Hilary Swank stars as Betty Anne Waters in "Conviction."


According to national news accounts, Kenneth’s troubles with the law began at an early age. The Waters family (10 children in all) lived in the small town of Ayer, Mass. When Kenneth was 10, he broke into the trailer home of his neighbor – German-born Katharina Brow. Kenneth was arrested and sent to reform school.

Eventually the Waters family moved to Rhode Island, but in later years Kenneth returned to Ayer to live and work as a cook in a diner. In 1980 Brow’s home was broken into again. She was robbed of $1,800 in cash, her jewelry was stolen and she was brutally stabbed more than 30 times.

According to news accounts, Waters had a lengthy police record by then and was known by neighbors as a brawler and heavy drinker. He was questioned and fingerprinted, but court documents showed that police found no evidence linking him to the crime. Court records also revealed that the lab tests of bloodstained curtains in Brow’s trailer (submitted by prosecutors as the blood of the killer) were only able to prove that Waters shared the same blood type as the assailant.


Sam Rockwell costars as Kenneth Waters.
For two years the Brow murder went unsolved.

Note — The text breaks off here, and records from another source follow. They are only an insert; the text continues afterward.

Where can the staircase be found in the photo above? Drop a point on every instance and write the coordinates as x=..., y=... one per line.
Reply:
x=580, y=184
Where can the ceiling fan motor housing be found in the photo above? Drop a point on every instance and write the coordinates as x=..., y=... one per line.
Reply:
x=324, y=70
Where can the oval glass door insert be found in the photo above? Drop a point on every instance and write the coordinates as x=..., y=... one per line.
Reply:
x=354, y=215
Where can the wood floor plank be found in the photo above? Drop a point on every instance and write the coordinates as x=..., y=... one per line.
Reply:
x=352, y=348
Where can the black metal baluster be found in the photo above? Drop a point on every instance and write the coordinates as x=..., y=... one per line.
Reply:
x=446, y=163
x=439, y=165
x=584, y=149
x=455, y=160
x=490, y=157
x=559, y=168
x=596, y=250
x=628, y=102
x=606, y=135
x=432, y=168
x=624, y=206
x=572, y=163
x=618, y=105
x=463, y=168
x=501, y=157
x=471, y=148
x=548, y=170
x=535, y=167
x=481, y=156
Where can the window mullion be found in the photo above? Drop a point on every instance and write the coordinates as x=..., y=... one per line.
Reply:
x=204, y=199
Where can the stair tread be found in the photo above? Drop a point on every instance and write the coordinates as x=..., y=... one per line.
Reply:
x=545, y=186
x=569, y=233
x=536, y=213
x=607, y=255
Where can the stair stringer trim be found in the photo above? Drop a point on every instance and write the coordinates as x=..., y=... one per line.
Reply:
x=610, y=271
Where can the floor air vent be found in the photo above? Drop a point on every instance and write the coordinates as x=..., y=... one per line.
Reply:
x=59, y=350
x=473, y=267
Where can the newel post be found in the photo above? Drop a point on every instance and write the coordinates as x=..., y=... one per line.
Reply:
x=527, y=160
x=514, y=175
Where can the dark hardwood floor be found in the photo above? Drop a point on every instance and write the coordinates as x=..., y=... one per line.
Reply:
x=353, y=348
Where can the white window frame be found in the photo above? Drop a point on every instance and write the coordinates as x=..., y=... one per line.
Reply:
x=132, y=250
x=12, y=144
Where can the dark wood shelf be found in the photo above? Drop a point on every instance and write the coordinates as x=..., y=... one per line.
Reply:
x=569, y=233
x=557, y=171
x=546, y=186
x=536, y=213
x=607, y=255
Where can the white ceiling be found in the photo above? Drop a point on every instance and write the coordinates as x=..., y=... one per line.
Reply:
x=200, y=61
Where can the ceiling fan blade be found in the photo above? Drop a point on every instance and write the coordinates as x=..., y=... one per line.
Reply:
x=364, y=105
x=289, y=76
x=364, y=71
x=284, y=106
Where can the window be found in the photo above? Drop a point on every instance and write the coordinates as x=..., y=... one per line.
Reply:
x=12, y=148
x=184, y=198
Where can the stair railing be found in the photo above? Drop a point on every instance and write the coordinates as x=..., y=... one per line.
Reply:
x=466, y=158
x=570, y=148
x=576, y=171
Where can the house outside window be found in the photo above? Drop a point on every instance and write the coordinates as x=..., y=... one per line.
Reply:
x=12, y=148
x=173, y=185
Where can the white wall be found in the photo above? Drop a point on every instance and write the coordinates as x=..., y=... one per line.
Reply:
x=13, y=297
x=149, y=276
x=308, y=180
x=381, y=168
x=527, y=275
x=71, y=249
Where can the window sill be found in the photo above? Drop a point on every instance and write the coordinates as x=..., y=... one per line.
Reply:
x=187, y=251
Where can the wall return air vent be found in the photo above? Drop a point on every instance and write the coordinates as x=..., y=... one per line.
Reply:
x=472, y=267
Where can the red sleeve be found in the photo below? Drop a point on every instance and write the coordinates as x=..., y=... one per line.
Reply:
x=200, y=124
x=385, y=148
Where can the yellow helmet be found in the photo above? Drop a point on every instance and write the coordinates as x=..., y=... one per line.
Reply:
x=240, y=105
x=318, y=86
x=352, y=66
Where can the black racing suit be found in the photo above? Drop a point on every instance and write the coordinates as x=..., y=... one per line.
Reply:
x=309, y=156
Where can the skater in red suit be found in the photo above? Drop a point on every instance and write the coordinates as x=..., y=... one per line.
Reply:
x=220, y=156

But in 1983 Kenneth Waters’s former girlfriend (the mother of his daughter) stated in court records that Waters admitted to killing Brow.

Court records also disclosed that another witness—a waitress at the diner where Kenneth Waters worked—testified that several weeks after the murder, Waters sold her a ring that she recognized as belonging to Brow.

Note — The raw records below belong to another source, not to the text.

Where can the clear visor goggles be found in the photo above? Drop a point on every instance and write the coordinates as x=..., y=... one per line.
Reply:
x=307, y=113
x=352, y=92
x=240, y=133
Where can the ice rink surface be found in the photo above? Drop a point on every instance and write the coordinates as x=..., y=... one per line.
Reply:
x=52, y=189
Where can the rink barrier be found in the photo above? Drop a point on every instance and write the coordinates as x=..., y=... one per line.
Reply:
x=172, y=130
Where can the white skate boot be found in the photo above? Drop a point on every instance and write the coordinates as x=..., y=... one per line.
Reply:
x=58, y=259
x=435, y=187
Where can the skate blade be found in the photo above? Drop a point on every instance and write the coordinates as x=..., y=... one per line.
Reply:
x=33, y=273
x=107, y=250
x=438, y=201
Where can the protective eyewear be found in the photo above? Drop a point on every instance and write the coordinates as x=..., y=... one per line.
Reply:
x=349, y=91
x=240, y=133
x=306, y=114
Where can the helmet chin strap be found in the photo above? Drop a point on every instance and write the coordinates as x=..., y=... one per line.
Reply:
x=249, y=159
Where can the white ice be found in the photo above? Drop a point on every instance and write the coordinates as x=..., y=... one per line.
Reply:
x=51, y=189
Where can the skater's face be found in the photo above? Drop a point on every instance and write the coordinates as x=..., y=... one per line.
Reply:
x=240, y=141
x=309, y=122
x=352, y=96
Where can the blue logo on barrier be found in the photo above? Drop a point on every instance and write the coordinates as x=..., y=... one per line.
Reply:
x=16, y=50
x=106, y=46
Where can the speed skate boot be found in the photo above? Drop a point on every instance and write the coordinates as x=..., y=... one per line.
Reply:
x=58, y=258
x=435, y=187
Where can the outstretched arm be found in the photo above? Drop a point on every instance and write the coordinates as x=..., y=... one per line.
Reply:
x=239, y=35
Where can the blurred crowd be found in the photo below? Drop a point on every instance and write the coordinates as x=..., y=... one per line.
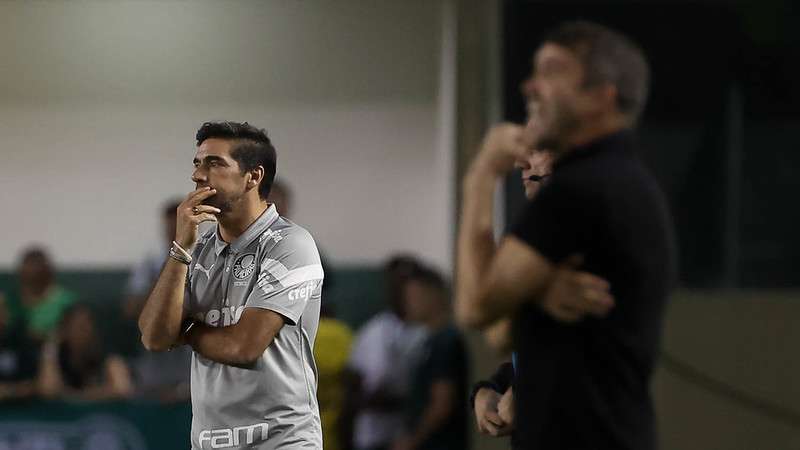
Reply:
x=398, y=382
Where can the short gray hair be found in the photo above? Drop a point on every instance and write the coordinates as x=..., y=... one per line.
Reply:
x=608, y=57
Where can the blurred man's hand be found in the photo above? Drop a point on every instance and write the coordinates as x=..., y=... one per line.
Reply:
x=573, y=294
x=503, y=147
x=505, y=408
x=487, y=416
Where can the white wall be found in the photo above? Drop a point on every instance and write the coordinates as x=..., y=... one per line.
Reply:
x=99, y=102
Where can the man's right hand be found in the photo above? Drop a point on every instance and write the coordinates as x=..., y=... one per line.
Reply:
x=573, y=294
x=487, y=416
x=191, y=213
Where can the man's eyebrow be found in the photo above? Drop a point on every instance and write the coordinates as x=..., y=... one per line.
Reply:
x=209, y=158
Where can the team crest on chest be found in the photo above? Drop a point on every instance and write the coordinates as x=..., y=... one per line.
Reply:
x=244, y=266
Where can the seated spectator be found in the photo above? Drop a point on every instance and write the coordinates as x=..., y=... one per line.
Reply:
x=73, y=364
x=41, y=301
x=18, y=359
x=436, y=417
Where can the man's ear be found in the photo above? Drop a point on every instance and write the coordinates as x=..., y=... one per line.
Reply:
x=256, y=175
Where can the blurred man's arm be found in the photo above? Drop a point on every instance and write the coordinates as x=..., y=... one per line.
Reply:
x=493, y=281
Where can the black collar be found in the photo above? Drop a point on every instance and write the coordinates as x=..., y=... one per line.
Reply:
x=618, y=141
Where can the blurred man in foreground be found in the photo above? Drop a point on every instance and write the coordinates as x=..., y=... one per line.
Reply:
x=582, y=371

After a five-day trial, Waters was found guilty and sentenced to life in prison without the possibility for parole.

In 1998, as a new lawyer, Betty Anne Waters contacted attorneys at the New York-based Innocence Project, founded by Attorney Barry Scheck, an organization known for reversing convictions through DNA testing.

In 1999 Waters’s DNA was tested against the DNA found on the bloodstained curtains. Waters’s DNA didn’t match. In 2001 he was exonerated.

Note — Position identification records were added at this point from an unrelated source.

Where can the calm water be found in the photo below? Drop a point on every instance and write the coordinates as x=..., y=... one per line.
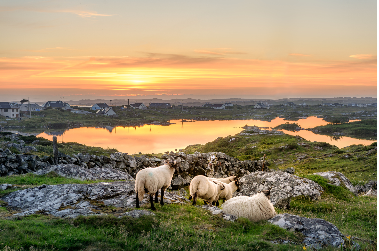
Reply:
x=158, y=139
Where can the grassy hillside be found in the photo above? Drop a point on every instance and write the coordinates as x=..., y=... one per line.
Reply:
x=357, y=162
x=185, y=227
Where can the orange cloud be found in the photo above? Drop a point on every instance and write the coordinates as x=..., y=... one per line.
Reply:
x=362, y=56
x=218, y=51
x=181, y=74
x=299, y=55
x=81, y=13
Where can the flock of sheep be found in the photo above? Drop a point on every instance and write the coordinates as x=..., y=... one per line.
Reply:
x=256, y=208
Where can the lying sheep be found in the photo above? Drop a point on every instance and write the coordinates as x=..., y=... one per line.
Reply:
x=230, y=188
x=202, y=187
x=151, y=179
x=256, y=208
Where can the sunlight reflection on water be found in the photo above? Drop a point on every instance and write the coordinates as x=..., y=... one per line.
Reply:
x=158, y=139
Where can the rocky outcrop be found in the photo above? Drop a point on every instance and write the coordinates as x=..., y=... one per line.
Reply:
x=338, y=179
x=72, y=200
x=210, y=164
x=318, y=233
x=283, y=186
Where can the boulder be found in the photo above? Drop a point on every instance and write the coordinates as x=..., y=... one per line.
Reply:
x=318, y=233
x=338, y=179
x=283, y=186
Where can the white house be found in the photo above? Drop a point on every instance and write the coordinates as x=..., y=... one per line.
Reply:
x=218, y=106
x=140, y=106
x=99, y=106
x=107, y=112
x=261, y=106
x=57, y=104
x=7, y=111
x=31, y=107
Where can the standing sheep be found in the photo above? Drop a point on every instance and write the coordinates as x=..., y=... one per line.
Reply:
x=151, y=179
x=226, y=180
x=256, y=208
x=202, y=187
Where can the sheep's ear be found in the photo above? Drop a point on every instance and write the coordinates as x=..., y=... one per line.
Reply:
x=222, y=186
x=266, y=192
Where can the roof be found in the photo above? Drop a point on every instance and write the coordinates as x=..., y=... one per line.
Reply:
x=136, y=104
x=5, y=105
x=56, y=104
x=160, y=105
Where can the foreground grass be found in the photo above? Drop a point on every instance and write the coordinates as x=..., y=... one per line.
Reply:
x=174, y=227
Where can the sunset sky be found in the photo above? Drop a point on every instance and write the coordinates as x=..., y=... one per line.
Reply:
x=120, y=49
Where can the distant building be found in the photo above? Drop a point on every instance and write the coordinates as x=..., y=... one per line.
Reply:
x=57, y=105
x=107, y=112
x=31, y=107
x=99, y=106
x=159, y=105
x=214, y=106
x=261, y=106
x=6, y=110
x=140, y=106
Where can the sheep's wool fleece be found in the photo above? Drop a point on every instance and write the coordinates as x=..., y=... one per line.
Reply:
x=152, y=179
x=255, y=208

Kenneth and Betty Anne Waters (Photo: CBS News)
According to a February 2010 article “The Reluctant Hero,” by John Larrabee and Russ Olivo of the Rhode Island Monthly magazine, prosecutors considered a retrial and suggested Waters could have acted with an accomplice, but when “the defense team got the lead witness, Kenny’s ex-girlfriend, to recant her testimony,” the case was dropped.

Six months after being released from prison, Kenneth died as a result of head injuries suffered from a fall off a 15-foot wall. A news source reported, “he was scaling the wall in an attempt to take a short cut.” Betty Anne Waters never practiced law again. According to Larrabee and Olivo she does pro-bono work for the Innocence Project, mainly speaking engagements. She is also co-owner of Aiden’s – the pub where she used to bartend. And Barry Scheck filed a civil suit against the town of Ayer on behalf of the late Kenneth Waters’s estate. In 2009, $10.7 million was awarded.

Reporters Larrabee and Olivo said, “filmmakers began ringing [Betty Anne’s] phone as soon as the gavel came crashing down in the courtroom.” Now filmmaker Goldwyn is retelling Waters’s incredible story.